Social media analysis with Azure Stream Analytics
This article teaches you how to build a social media sentiment analysis solution by bringing real-time Twitter events into Azure Event Hubs. You write an Azure Stream Analytics query to analyze the data and store the results for later use or create a Power BI dashboard to provide insights in real-time.
Social media analytics tools help organizations understand trending topics. Trending topics are subjects and attitudes that have a high volume of posts on social media. Sentiment analysis, which is also called opinion mining, uses social media analytics tools to determine attitudes toward a product or idea.
Real-time Twitter trend analysis is a great example of an analytics tool because the hashtag subscription model enables you to listen to specific keywords (hashtags) and develop sentiment analysis of the feed.
Scenario: Social media sentiment analysis in real time
A company that has a news media website is interested in gaining an advantage over its competitors by featuring site content that is immediately relevant to its readers. The company uses social media analysis on topics that are relevant to readers by doing real-time sentiment analysis of Twitter data.
To identify trending topics in real time on Twitter, the company needs real-time analytics about the tweet volume and sentiment for key topics.
In this how-to guide, you use a client application that connects to Twitter and looks for tweets that have certain hashtags (which you can set).

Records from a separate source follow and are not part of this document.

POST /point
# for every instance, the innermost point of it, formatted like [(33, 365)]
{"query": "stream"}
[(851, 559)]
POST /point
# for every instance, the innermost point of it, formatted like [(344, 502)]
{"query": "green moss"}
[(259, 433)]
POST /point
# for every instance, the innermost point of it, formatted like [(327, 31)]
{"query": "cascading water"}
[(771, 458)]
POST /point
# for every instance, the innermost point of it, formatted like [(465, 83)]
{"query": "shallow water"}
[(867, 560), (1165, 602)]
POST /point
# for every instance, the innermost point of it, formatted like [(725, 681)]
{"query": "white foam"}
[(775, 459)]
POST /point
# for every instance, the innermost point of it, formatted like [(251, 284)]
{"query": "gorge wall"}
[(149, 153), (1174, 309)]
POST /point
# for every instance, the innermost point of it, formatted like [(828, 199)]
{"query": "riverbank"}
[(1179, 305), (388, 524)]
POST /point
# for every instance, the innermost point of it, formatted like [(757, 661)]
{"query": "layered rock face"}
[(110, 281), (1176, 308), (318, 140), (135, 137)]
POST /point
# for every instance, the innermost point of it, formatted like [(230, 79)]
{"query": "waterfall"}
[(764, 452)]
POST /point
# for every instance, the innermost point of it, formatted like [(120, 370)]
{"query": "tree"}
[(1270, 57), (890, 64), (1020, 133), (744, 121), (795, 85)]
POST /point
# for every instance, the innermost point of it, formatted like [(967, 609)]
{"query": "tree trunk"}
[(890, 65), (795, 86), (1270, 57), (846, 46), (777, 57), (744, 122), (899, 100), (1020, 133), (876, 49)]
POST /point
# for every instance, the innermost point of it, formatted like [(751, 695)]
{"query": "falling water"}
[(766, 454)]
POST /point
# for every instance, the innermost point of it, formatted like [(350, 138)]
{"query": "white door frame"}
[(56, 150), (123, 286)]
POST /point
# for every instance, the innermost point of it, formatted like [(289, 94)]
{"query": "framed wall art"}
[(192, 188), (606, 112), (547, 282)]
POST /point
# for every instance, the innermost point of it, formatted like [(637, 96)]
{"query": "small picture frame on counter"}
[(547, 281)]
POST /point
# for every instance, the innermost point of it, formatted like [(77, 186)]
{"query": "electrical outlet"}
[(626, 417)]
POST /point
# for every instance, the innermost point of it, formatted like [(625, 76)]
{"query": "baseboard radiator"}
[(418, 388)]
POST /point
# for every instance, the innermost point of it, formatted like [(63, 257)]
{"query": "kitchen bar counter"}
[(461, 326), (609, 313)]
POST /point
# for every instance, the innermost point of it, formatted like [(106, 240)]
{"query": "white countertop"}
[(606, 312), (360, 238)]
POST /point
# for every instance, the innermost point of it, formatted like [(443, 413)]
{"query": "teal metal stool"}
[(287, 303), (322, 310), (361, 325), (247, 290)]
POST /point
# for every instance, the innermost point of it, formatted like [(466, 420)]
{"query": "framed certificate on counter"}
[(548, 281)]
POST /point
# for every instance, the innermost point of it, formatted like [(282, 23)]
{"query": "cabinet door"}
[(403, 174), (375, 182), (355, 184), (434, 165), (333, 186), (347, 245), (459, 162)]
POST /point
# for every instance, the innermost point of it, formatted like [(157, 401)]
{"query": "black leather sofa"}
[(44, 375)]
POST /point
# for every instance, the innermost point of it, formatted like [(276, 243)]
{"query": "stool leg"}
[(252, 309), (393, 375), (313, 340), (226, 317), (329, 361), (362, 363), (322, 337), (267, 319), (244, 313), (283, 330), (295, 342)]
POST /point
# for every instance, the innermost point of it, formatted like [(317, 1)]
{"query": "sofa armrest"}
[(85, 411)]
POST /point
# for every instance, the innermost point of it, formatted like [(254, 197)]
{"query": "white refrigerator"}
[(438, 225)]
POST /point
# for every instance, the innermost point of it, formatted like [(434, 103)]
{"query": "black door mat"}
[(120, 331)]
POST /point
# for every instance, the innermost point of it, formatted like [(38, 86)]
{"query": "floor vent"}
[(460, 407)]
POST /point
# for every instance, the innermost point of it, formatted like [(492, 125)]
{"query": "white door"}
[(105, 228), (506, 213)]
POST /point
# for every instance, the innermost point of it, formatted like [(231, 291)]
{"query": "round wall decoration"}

To run the application and analyze the tweets using Azure Streaming Analytics, you must have the following:
If you don't have an Azure subscription, create a free account.
A Twitter account.
The TwitterClientCore application, which reads the Twitter feed. To get this application, download TwitterClientCore.
Install the .NET Core CLI version 2.1.0.
Below is the solution architecture you are going to implement.
Create an event hub for streaming input
The sample application generates events and pushes them to an Azure event hub. Azure Event Hubs are the preferred method of event ingestion for Stream Analytics. For more information, see the Azure Event Hubs documentation.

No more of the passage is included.